Re: [css-text] word-break for Korean from Florian Rivoal on 2015-03-05 (www-style@w3.org from March 2015)

From: Florian Rivoal <florian@rivoal.net>
Date: Thu, 5 Mar 2015 11:17:50 +0100
To: Koji Ishii <kojiishi@gmail.com>
Cc: Asmus Freytag <asmusf@ix.netcom.com>, "Jungshik SHIN (신정식)" <jshin1987+w3@gmail.com>, www-style list <www-style@w3.org>, www International <www-international@w3.org>
Message-Id: <D497DDD1-504B-4A10-A412-C5BB589D7FA7@rivoal.net>

> On 05 Mar 2015, at 06:41, Koji Ishii <kojiishi@gmail.com> wrote:
> 
> Maybe the better approach is to have lang="auto", and do the content
> sniffing; e.g., if the paragraph contains a Hangul character, consider
> it a Korean, and enable lang(ko) selector?

Interesting idea, which could be useful not only for language dependent text-formatting, but also for spell checkers.

For it to be useful though, you would definitely need more sophisticated heuristics than switching to Korean if there is one or more hangul.
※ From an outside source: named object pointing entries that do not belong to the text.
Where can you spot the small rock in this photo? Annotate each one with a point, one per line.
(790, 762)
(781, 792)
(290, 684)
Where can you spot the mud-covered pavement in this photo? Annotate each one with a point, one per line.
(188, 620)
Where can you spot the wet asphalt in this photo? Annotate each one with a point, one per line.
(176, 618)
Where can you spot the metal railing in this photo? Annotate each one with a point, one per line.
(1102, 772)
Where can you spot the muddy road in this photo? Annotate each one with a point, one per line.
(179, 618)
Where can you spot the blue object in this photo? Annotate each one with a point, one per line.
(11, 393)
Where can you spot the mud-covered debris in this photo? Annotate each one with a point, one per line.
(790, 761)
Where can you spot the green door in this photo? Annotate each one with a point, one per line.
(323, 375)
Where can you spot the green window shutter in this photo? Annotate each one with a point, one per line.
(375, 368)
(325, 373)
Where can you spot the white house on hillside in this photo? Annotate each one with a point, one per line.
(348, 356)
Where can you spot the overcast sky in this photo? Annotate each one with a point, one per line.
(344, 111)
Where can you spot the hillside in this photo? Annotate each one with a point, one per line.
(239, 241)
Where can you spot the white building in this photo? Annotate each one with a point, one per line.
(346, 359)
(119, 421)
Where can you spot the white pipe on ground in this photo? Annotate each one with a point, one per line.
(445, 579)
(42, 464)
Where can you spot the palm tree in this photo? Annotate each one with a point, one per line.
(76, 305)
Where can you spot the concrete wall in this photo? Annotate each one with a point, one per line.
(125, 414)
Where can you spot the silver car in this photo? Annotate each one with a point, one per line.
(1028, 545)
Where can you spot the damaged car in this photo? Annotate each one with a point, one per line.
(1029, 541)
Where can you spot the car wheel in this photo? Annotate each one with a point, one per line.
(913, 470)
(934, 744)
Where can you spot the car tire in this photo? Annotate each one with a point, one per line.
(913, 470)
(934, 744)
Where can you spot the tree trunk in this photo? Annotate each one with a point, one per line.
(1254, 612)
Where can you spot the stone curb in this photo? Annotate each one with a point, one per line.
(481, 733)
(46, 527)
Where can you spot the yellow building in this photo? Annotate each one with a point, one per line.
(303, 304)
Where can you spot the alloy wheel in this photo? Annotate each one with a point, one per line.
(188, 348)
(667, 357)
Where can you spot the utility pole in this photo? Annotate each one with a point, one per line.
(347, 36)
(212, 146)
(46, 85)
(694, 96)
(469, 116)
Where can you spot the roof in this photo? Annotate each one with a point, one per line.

Maybe languages share the same characters, so you'll need dictionaries, and in case of contradictory information (hangul and hiragana, English and Spanish words...) decide one way or the other.

But it's certainly doable, as you can easily check by playing around with google translate's language auto-detection.

But we don't want to encourage people to use this instead of tagging their documents, even if we add this, it certainly shouldn't be the default, we may want to restrict its use to contexts where the user is entering the text (form controls, contenteditable).

Arguably, this could be done by piece of author-provided javascript, besides the fact that making this work reliably and for many languages is beyond the reach of most authors (but they can use a third party service, so that's not a blocker), this is probably something where you'd want consistency across websites, especially as it ties to spellchecking.

 - Florian

Received on Thursday, 5 March 2015 10:18:15 UTC